THE PRIVILEGE OF EDITING—WHY EDITORS LOVE THEIR WORK (MOST OF THE TIME)!
Around the world, highly skilled and thoroughly trained people in a myriad of professions are entrusted with the safety and wellbeing of our loved ones, our health, our wealth, or even our lives. We entrust our children to the care of educators and carers; vets ensure the wellbeing of our pets; and many other professions including pilots, public transport drivers, car engineers, emergency service workers, chefs, etc., have responsibilities to keep us safe, healthy, and in some cases, alive. And it’s fair to say that while being entrusted with something as precious as life itself carries great responsibility, it is also a privilege to be endowed with that honour.

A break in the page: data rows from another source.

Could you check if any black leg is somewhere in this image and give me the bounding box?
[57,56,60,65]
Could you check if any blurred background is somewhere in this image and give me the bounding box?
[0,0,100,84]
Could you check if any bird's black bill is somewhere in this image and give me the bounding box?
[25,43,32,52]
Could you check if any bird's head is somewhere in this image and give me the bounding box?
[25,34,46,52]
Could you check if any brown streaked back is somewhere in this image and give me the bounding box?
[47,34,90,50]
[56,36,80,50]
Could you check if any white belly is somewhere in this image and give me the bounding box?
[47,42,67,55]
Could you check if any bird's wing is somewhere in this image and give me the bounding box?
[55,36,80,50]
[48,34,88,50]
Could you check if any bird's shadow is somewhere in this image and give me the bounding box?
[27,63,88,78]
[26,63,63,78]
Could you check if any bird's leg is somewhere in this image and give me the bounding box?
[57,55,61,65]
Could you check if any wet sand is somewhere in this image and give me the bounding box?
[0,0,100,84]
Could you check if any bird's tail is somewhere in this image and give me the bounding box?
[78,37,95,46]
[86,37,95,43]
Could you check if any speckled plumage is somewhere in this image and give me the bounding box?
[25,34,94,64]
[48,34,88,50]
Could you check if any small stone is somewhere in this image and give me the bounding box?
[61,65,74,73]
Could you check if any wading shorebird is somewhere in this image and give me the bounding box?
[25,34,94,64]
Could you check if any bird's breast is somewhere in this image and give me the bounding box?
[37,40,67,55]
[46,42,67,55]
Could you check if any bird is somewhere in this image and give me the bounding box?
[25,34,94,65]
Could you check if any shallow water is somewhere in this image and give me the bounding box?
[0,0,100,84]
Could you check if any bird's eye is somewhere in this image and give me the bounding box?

An editor is also entrusted with something precious. Okay, it mightn’t be quite as awe inspiring as saving someone’s life; then again, arguably editors have played an important role in the publishing of thousands of books over the years that have changed—or even saved—lives in one way or another.
When someone hands an editor their work, be it a fiction novel, a non-fiction book, an autobiography or a thesis, they expect us not only to handle it with care and respect, but also to enhance it. Understandably, they feel no small measure of concern when a project, which in some cases has taken months or even years to conceive, plan and write, is suddenly in the hands of a stranger, possibly someone you may never meet or even speak to in person.
This is why I believe that being an editor is a privilege. I feel honoured when someone approaches me with their blood, sweat and tears, and then following discussions, possibly a sample edit, and negotiation of a price, they entrust it to me to improve it—whether it be a structural or developmental edit, a copy edit, or simply a proofread. The hope is that whatever the client seeks to achieve, whether it be success as a published author, a better mark for their academic thesis, or simply seeing a very personal project come to fruition (not everyone writes to be published), I have played a key role in helping them achieve that objective.
Again, with privilege comes responsibility. I take my work very seriously. Editors are inherent perfectionists, but a good editor is also respectful, tactful, yet realistic and frank. A good editor encourages clients to improve their writing, brings stories to life, but at the same time retains their writer’s voice. A good editor is able to shine a light into a dark, forgotten corner of a manuscript and ask, “What’s happening there?”
Like most editors, I tend to grumble about how undervalued I am (as ‘words’ people rather than ‘numbers’ people, we are often our own worst enemies when it comes to money). I also become frustrated at the general lack of understanding of what an editor actually does, and the various levels of editing – which is why it’s explained on my website! To many people, we are ‘proofreaders’ and certainly, proofreading is an important part of editing, but I often have to explain we need to ‘back up’ a bit before we get to that stage.
So, fellow editors, let’s remind ourselves how lucky we are to be in the ‘business of words’. As long as people read, people will write, and as long as people write, people will read (is that a chicken-egg scenario or what?). This means, we are indispensable! Some argue that in time, human editors will be completely replaced by software programs. “Ye shall all be redundant!” I disagree. Sure, man-made programs can assist us with our work, but they will never replace the acuity and instinct of the human brain and a sharp pair of eyes, nor will they ever fully comprehend all the nuances, intricacies and idiosyncrasies of the world’s languages; English, in particular!
Like any profession, being an editor has its vicissitudes and, like any profession, the occasional odious or unscrupulous client can be disheartening, but to me, being an editor is the best thing since thin-sliced prosciutto. I thank God every day that thanks to parenthood, my career stalled, and then somehow meandered to the point where I decided the next logical step was to become an editor. I only wish I had discovered this ‘calling’ ten or better still, twenty years earlier. Nevertheless, I shall enjoy spending the rest of my working days helping people with their written word. It’s a passion, and it’s definitely a privilege.
Editors: Do you consider editing to be a privilege? I’d love to hear your thoughts.